Unutmak isteyenler olsa da; Bu iki komutanın niye geleceği hakkında bir tahminde bulunabilmek için önce “icraatlarını” hatırlamak gerekiyor.

Amerika Merkez Kuvvetler Komutanı General Joseph Votel'den başlayalım:

Takvimler 21 Mayıs 2016'yı gösterdiğinde, 15 Temmuz darbe teşebbüsünden sadece 2 ay önce bu zat Ayn el-Arab yani Kobani'ye gidip, PYD'li teröristlerle görüştü. Kandil'den gelen PKK'lıların da katıldığı bu toplantıda, Votel'in terör örgütüne “Akdeniz açılan bir devlet” vaadinde bulunduğu, bunun için her türlü desteği sağlayacaklarını söylediği, ayrıca bu konuda Rusya'nın ikna edileceği garantisini de verdiği öne sürüldü.

Bizatihi iktidar medyasının manşetlere taşıdığı bu toplantıda, Akdeniz güzergâhı üzerindeki bölgelerin Suriye PKK'sınca işgâl edilmesi için hangi senaryoların hazırlandığı detaylı şekilde anlatılırken, Votel'in, “Bu yıl öncelikle Kobani-Afrin bağlantısı kurulacak. Sonraki 8 aylık dilimde de Afrin-Akdeniz hattı size açılacak” dediği vurgulandı.

Ve bu toplantıdan iki gün sonra Kobani'den Ankara'ya gelip, dönemin Genelkurmay 2. Başkanı, şimdinin Kara Kuvvetleri Komutanı Orgeneral Yaşar Güler'in yanısıra Dışişleri Bakanlığı yetkilileriyle bir dizi görüşme yaptı.

Votel'in, PYD ile ilişkisi hiç kesilmedi... Şubat 2017'de yine Kobani'de onlarla buluştu.

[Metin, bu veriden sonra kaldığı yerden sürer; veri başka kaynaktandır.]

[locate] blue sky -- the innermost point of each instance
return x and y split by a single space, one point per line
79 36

Bu defa Rakka operasyonunu ve silah yardımını görüştükleri duyuruldu. Görüşmenin hemen sonrasında da “Cougar MRAP" tipi zırhlıların YPG bölgesine sevkiyatı görüntülendi.

Mart ayına gelindiğinde; Erdoğan, “Türk Ordusu El Bab'ın ardından Menbiç'e yönelecek” açıklamasını yapmıştı. Bay Votel, “Türkiye'nin Menbiç'teki Kürt güçlerine saldırmasının DEAŞ'la mücdeleyi zorlaştırabileceğini” söylemekle yetinmedi, “Suriye'nin kuzeyinde ABD destekli güçler ile Türk ordusu arasında çatışma yaşanmasını önlemek için Ankara ile kapsamlı işbirliği yapıyoruz” diyerek, bir anlamda, “Gelirseniz karşınızda bizi bulursunuz” tehdidi savurdu.

Orgeneral Curtis M. Scaparrotti'nin terör örgütüyle ilişkisine de bakalım:

Nisan'da Türkiye'nin PYD'ye yönelik operasyonlarını eleştirip, “TSK'nın ABD'yle yeterli koordinasyonu kurmadığını” söyledi.

Bunun üzerine bir açıklama yapan Genelkurmay Başkanlığı, hava harekatının uluslararası hukuktan kaynaklanan haklarımız kapsamında icra edildiği karşılığını verdi. Ancak hemen ardından harekattan önce ilgili ülkelerin sivil ve askeri temsilcilerine gerekli bilgilendirmelerin yapıldığını kaydetti.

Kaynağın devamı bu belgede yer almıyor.